信驊, the stock king, briefly dipped to 6,590 yuan but saw strong support, turning positive during the session. Benefiting from supply chain improvements, shipment performance exceeded expectations, leading to a second upward revision of this quarter’s outlook, and optimism that 2025 will be the peak year, with order visibility extending into the second quarter of next year. This has become a bullish indicator for high-priced stocks, reflecting market recognition of the fundamentals of quality companies.

Industry differentiation as a long-term theme

From a medium- to long-term perspective, this stock market crash is not a bubble burst but a necessary step toward market maturity.

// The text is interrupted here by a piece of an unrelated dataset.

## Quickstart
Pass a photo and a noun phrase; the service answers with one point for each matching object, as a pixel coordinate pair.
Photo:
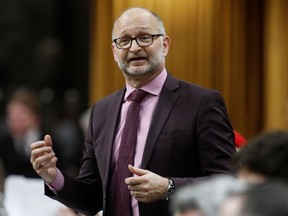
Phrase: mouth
(137, 59)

Companies relying solely on “AI concepts,” with single customer structures and lacking profitability support, will face continuous valuation compression; while those with core technologies, stable profitability, diversified customer bases, and clear growth paths will stand out through rational selection.

Google’s case is most enlightening. As a company with the most scarce resources related to OpenAI (cash flow and complete industry chain), Google expects 56% of its operating cash flow to be spent on capital expenditure by 2026. Its vertical integration provides extreme cost advantages—TPUv7’s total cost of ownership is about 44% lower than NVIDIA’s GB200 servers. This is what the market should focus on—not concepts, but real cost competitiveness and profit certainty.

After the stock market crash, the real test has just begun: the market will use differentiation to tell investors who are the true winners in this AI industry revolution.